Rini Brian I, Fong Lawrence, Weinberg Vivian, Kavanaugh Brian, Small Eric J
University of California-San Francisco Comprehensive Cancer Center, San Francisco, California, USA.
J Urol. 2006 Jun;175(6):2087-91. doi: 10.1016/S0022-5347(06)00261-8.
We describe the clinical and immunological characteristics of patients with biochemically relapsed prostate cancer who achieved long-term disease control with GM-CSF (Leukine).
A total of 30 patients with prostate cancer and nonmetastatic recurrent disease, as manifested by increasing PSA between 0.4 and 6.0 ng/ml after prior definitive therapy, were enrolled in a phase II trial. Patients received 250 microg/m2 GM-CSF daily subcutaneously on days 1 through 14 of a 28-day cycle until PSA or objective progression. The patient and disease characteristics of patients who remained without evidence of disease progression beyond 4 years were examined. Additionally, flow cytometry was performed in peripheral blood to characterize monocyte and dendritic cells.
Seven of 29 evaluable patients (24%) remained free of disease progression at a median of 5.1 years (range 4.5 to 5.6 or greater) from the start of GM-CSF therapy. Patients on long-term GM-CSF tended to have lower initial T stage, Gleason score and pretreatment PSA. An increase in the number of circulating monocytes and dendritic cells was observed after 14 days of GM-CSF treatment. These values returned to baseline during the 14-day off period.
GM-CSF modulates PSA in androgen dependent, biochemically relapsed cases. A substantial proportion of patients achieve long-term disease control. The clinical characteristics described may help select patients for future clinical trials with GM-CSF or other immunomodulators. Additional investigation is required to define the immunological mechanism of GM-CSF in prostate cancer.

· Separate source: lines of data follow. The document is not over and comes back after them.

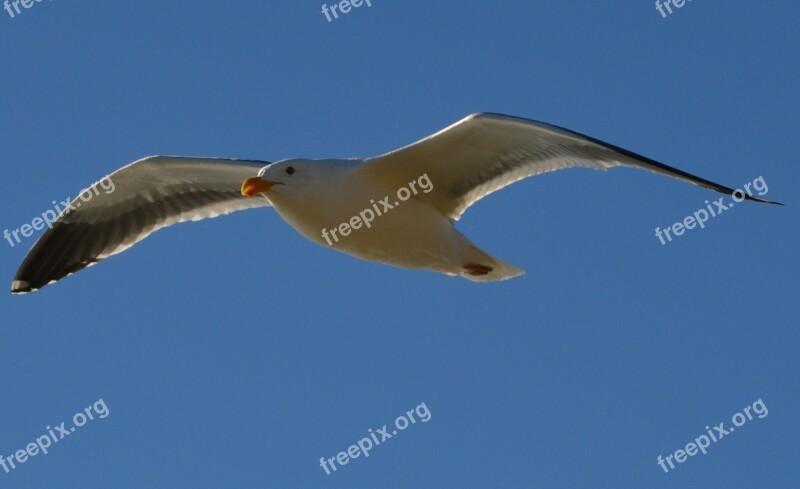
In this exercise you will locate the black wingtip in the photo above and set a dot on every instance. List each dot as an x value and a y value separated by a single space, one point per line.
19 287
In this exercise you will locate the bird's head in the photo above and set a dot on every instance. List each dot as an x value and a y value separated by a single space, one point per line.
283 177
295 179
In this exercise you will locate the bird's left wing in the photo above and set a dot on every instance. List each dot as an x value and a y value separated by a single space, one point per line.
483 153
134 201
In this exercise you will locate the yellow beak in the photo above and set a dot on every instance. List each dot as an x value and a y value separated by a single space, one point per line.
256 185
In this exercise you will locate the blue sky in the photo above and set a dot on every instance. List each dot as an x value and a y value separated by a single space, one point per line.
234 353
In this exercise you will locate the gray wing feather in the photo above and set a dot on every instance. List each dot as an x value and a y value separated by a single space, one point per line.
147 195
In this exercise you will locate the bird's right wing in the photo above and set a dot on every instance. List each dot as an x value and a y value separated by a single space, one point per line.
483 153
134 201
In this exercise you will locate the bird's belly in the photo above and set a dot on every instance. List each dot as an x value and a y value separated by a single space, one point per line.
411 234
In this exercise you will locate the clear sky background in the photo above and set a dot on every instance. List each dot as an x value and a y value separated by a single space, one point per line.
235 353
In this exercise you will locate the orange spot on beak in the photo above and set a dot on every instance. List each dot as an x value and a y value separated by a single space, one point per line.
256 185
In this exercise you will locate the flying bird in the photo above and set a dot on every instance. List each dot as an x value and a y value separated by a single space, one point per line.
399 208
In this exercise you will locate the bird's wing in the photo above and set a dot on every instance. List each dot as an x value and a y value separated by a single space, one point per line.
130 204
483 153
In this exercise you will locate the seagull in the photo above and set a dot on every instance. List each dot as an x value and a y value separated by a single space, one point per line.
399 208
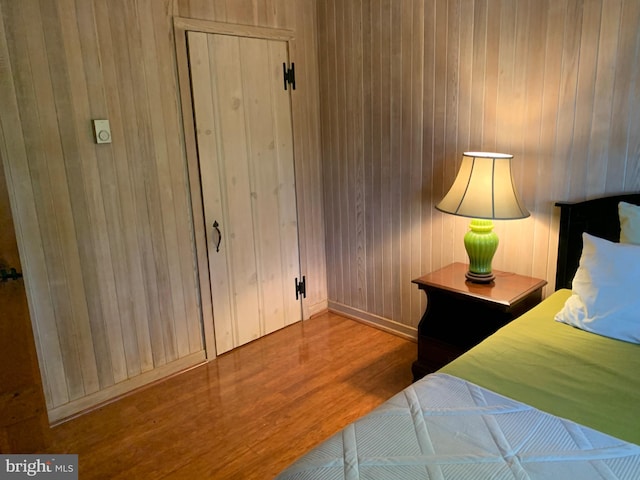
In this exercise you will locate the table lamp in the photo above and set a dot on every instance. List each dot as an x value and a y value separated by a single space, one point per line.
483 190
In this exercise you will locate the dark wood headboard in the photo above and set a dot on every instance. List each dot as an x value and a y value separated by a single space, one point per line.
598 217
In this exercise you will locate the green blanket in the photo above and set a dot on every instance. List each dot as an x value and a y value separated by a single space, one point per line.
587 378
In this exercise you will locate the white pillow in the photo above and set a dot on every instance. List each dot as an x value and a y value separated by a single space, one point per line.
629 223
606 290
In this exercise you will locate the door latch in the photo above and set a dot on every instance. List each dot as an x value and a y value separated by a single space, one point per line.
301 288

我们描述了经粒细胞巨噬细胞集落刺激因子(GM-CSF,乐金)实现长期疾病控制的生化复发前列腺癌患者的临床和免疫学特征。
共有30例前列腺癌和非转移性复发性疾病患者入组一项II期试验,这些患者在先前确定性治疗后PSA在0.4至6.0 ng/ml之间升高。患者在28天周期的第1天至第14天每天皮下注射250μg/m² GM-CSF,直至PSA或出现客观进展。对疾病进展超过4年仍无证据的患者的患者和疾病特征进行了检查。此外,对外周血进行流式细胞术以表征单核细胞和树突状细胞。
29例可评估患者中有7例(24%)自GM-CSF治疗开始起至中位时间5.1年(范围4.5至5.6年或更长)无疾病进展。长期接受GM-CSF治疗的患者初始T分期、Gleason评分和治疗前PSA往往较低。GM-CSF治疗14天后观察到循环单核细胞和树突状细胞数量增加。在14天的停药期这些值恢复到基线水平。
GM-CSF可调节雄激素依赖性生化复发病例中的PSA。相当比例的患者实现了长期疾病控制。所描述的临床特征可能有助于为未来GM-CSF或其他免疫调节剂的临床试验选择患者。需要进一步研究以确定GM-CSF在前列腺癌中的免疫机制。